Los niños no tienen vacaciones. No las tiene nadie. Usted, a lo mejor, no va al trabajo estos días, pero ¿se ha tumbado tranquilamente en el sofá, eh? ¿Cuántas mesas ha puesto ya? ¿Cuántos lavavajillas? ¿Cuántos recados ha salido a hacer? ¿Cuántas dificilísimas conversaciones, como intricadas negociaciones políticas o inflamables cumbres diplomáticas, ha sostenido durante horas en las reuniones diversas? A los niños les pasa lo mismo. No tienen que ir al colegio, vale, pero su educación, en realidad, se intensifica.
Quizá por columnista, tengo vocación de quintacolumnista, es decir, de luchar por lo mío entrelíneas, sin rendirme, pero sin dar cabezazos. Así, soy partidario del cripohomeschooling, esto es, de educar a los niños en casa, pero dejando que vayan al colegio a disimular y jugar entre horas.
Vuelven muy descansados, como es lógico. La educación intensa comienza en casa. No sólo en buenas maneras (siempre pensamos que «buenas maneras» son las nuestras, y que otros o se pasan de chabacanos o se pasan de exquisitos, ¿verdad?) ni tampoco sólo en moral y viejas costumbres, aunque esto es capital. También le enseñamos resolución de conflictos («No os quiero oír pelearos más»), pruebas de supervivencia extremas («Da un beso a tía Merche», etc.), matemáticas prácticas («y tráeme el cambio»), cinematografía, deporte («¡Por Dios, llévate a los niños un rato a dar un paseo», suele ser el pistoletazo de salida), genealogía («Ese señor es primo tercero de tu abuelo»), lectura («Os lo suplico, sentaos un minuto aquí conmigo haciendo como que leéis y dejándome, sobre todo, leer a mí») y lenguaje. Ayer descubrí con indescriptible horror que mis hijos ignoraban el significado de la palabra «simetría». ¿No va a ser necesario el homeschooling? Estoy haciendo un resumen apresurado porque tengo que darles unas clases de moda, o sea, vestirlos para ir a casa de mi suegra.

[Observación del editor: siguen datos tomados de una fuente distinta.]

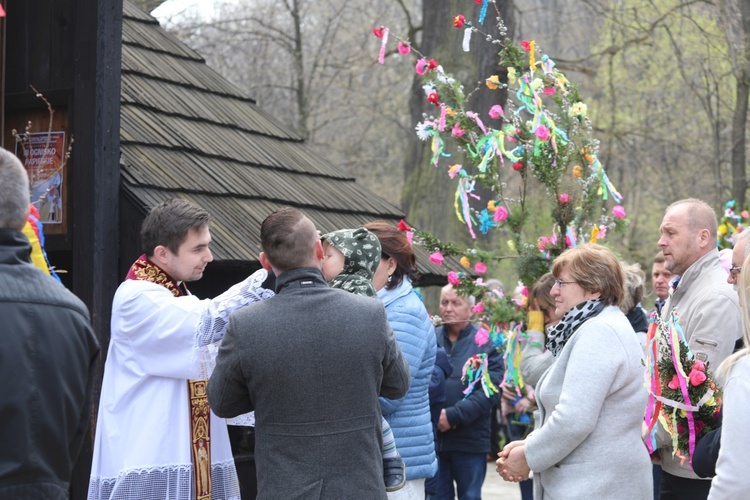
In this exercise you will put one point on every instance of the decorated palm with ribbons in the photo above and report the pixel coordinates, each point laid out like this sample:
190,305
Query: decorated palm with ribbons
683,397
541,134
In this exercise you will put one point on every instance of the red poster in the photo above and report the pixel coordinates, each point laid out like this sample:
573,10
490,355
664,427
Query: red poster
43,155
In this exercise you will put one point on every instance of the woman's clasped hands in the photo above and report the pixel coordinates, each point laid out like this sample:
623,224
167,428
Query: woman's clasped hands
512,464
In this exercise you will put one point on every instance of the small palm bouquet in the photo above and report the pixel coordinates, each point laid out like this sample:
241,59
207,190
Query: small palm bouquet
683,396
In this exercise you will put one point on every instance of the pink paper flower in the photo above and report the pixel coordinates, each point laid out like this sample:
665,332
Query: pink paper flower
404,48
542,133
481,337
697,377
500,214
496,112
453,278
437,258
453,170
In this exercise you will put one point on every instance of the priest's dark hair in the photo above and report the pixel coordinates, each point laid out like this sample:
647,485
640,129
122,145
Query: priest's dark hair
169,223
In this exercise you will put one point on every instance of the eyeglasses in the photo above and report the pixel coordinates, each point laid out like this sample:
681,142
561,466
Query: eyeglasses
560,283
734,271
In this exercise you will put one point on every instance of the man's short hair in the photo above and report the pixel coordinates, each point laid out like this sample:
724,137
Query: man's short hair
659,257
635,286
287,238
168,224
596,269
700,216
14,191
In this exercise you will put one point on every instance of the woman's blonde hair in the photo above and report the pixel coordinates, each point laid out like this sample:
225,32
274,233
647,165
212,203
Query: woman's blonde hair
744,288
596,269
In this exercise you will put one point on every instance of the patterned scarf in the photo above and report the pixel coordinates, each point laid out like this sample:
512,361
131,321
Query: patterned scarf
144,269
361,251
559,334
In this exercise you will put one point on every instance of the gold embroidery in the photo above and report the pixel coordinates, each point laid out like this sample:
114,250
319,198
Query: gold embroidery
200,438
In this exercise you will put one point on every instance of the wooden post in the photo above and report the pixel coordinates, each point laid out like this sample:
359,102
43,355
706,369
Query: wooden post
95,179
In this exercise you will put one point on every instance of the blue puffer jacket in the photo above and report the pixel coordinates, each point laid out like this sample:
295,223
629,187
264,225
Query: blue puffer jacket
409,416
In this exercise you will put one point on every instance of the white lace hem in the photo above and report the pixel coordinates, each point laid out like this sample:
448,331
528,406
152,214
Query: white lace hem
170,482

Lo que quiero transmitir hoy, festividad de San Esteban, protomártir, es que hemos de aprovechar muy bien estos días de trato intensivo con las criaturas porque lo que nosotros no les enseñemos no se lo va enseñar nadie nunca jamás. Protestar es una pérdida de tiempo. Siempre, pero aquí es más grave. ¿No le gustaría enseñar a sus hijos a tener sentido del humor, a ver lo positivo de la vida, a aprovechar las oportunidades únicas y a no dar puntada sin hilo? Esta es, sin duda, la ocasión propicia: sonría.